คำกริยา ( カム・クリヤー ) のうちで状態を表す語( 形容動詞 )を、กริยาคุณศัพท์ ( クリヤー・クンナ・サップ ) として、「動詞」とは区別している教本もあるが、タイ人たちは、普通は区別しないようである。


方向動詞
 「動詞」 のうちで、ไป (行く)、 มา (来る)、 ขึ้ง (上る)、 ลง (下がる)、 เข้า (入る)、 ออก (出る)、 ไว้ (おく) などの 「動詞」は、「主動詞」、「主形容動詞」の後に、「副動詞」的に付加され、動作の方向や継続などを表し、「方向動詞」といわれることもある。主動詞が「他動詞」の場合は、目的語をはさんで、その後に付加される。
 頻繁に使用されるにもかかわらず、タイの文法解説では問題にはされないようで、「方向動詞」の分類はない。
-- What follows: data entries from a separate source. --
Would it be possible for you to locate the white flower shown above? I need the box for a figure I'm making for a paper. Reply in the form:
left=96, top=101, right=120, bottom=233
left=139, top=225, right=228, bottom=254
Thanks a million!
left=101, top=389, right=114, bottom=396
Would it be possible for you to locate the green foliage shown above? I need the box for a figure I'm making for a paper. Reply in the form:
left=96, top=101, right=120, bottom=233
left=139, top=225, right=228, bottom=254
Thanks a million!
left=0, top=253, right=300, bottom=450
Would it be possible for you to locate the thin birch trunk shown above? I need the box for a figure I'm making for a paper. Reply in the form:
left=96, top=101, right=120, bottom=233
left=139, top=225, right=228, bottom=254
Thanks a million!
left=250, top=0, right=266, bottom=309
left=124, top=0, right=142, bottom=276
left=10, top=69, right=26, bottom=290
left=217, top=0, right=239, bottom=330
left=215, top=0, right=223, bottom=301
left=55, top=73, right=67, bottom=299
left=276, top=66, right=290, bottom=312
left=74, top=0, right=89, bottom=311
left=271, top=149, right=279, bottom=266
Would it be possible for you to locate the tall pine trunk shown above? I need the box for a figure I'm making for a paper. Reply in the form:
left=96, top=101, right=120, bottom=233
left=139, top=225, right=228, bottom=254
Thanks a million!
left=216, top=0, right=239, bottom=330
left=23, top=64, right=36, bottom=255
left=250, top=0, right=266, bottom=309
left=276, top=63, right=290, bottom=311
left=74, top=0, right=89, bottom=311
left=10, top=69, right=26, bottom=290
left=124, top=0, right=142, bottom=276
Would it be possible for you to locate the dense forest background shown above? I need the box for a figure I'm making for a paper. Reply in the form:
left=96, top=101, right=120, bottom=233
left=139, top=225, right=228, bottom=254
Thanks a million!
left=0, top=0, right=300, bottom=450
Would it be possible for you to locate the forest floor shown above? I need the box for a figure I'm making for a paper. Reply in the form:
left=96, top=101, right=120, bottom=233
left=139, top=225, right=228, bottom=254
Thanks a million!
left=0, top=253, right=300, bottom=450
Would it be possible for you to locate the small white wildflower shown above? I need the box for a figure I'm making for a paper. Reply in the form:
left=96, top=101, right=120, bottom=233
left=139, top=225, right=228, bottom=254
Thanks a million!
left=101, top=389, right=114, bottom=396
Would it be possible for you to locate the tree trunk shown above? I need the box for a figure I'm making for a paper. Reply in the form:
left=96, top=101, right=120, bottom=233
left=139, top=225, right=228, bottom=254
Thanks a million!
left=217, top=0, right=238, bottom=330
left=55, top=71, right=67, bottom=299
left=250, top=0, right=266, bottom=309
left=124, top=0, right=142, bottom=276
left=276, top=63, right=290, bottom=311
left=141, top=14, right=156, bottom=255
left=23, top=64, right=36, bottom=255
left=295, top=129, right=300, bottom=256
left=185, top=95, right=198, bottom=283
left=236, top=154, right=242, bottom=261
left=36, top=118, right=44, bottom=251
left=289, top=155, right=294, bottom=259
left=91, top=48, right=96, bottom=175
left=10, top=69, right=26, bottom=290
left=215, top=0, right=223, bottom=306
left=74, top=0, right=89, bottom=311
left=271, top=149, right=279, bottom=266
 日本語においては見かけない動詞の使用法なので、いくつか例を挙げておく。

ไป   (行く)

     遠ざかる方向を表したり、未来への継続を表現する。

           รักกันไป      (愛し合い続けていく)
           ขึ้งไป        (上がっていく)
           ความเป็นไป    (これからの成り行き)
           ต่อไป        (これから先、今後)
           ลืมไป        (すっかり忘れ去る)
           หายไป       (失ってしまう)


มา   (来る)

     近づいてくる方向を表したり、過去から現在までの継続を表現する。

           รักกันมา      (愛し合い続けてきた)
           ความเป็นมา    (これまでのいきさつ)
           ลงมา         (降りてくる)
           ต่อมา        (これまで、その後ずっと)
           รักกันมา      (愛し合い続けてきた)
           ความเป็นมา    (これまでのいきさつ)
           ต่อมา        (これまで、その後ずっと)


ไว้   (〜しておく)

     主動詞の状態を、継続または放置することを表わす。

           เก็บไว้      (しまっておく)
           จำไว้       (覚えておく)
           เปิดไว้      (開けておく)
           บอกไว้      (言っておく)
           ฝากไว้      (預けておく)
           วางไว้       (置いておく)


ไป (行く)」、「มา (来る)」 について

 「行く」、「来る」というのは、ある規準の場所から「遠ざかったり」、「近づいたり」という意味が基本で、英語の、「 go 」、「 come 」 と似ている。日本語の「行く」、「来る」とは、ニュアンスが異なるため、時として誤解のもととなる。
 たとえば、
電話での会話中に、こちらから先方へ、再度電話する場合は、โทรมาอีก といい、先方からこちらへ 電話してもらう場合は、 โทรไป となる。
電話での会話は、先方の側を規準に話すのが普通である。

 余談だが、「こっち(こちら)」、「あっち(あちら)」という、場所をあらわす言葉も、「行く」、「来る」と同様に、日本語とはニュアンスがちがうので、誤解しないようにしなければならない。
 電話をかけてきて、先方は、もしかして間違い電話ではないかと心配になり、
ที่นี้ที่ไหนこちらはどこですか) 」などと言われて、ドギマギすることのないように。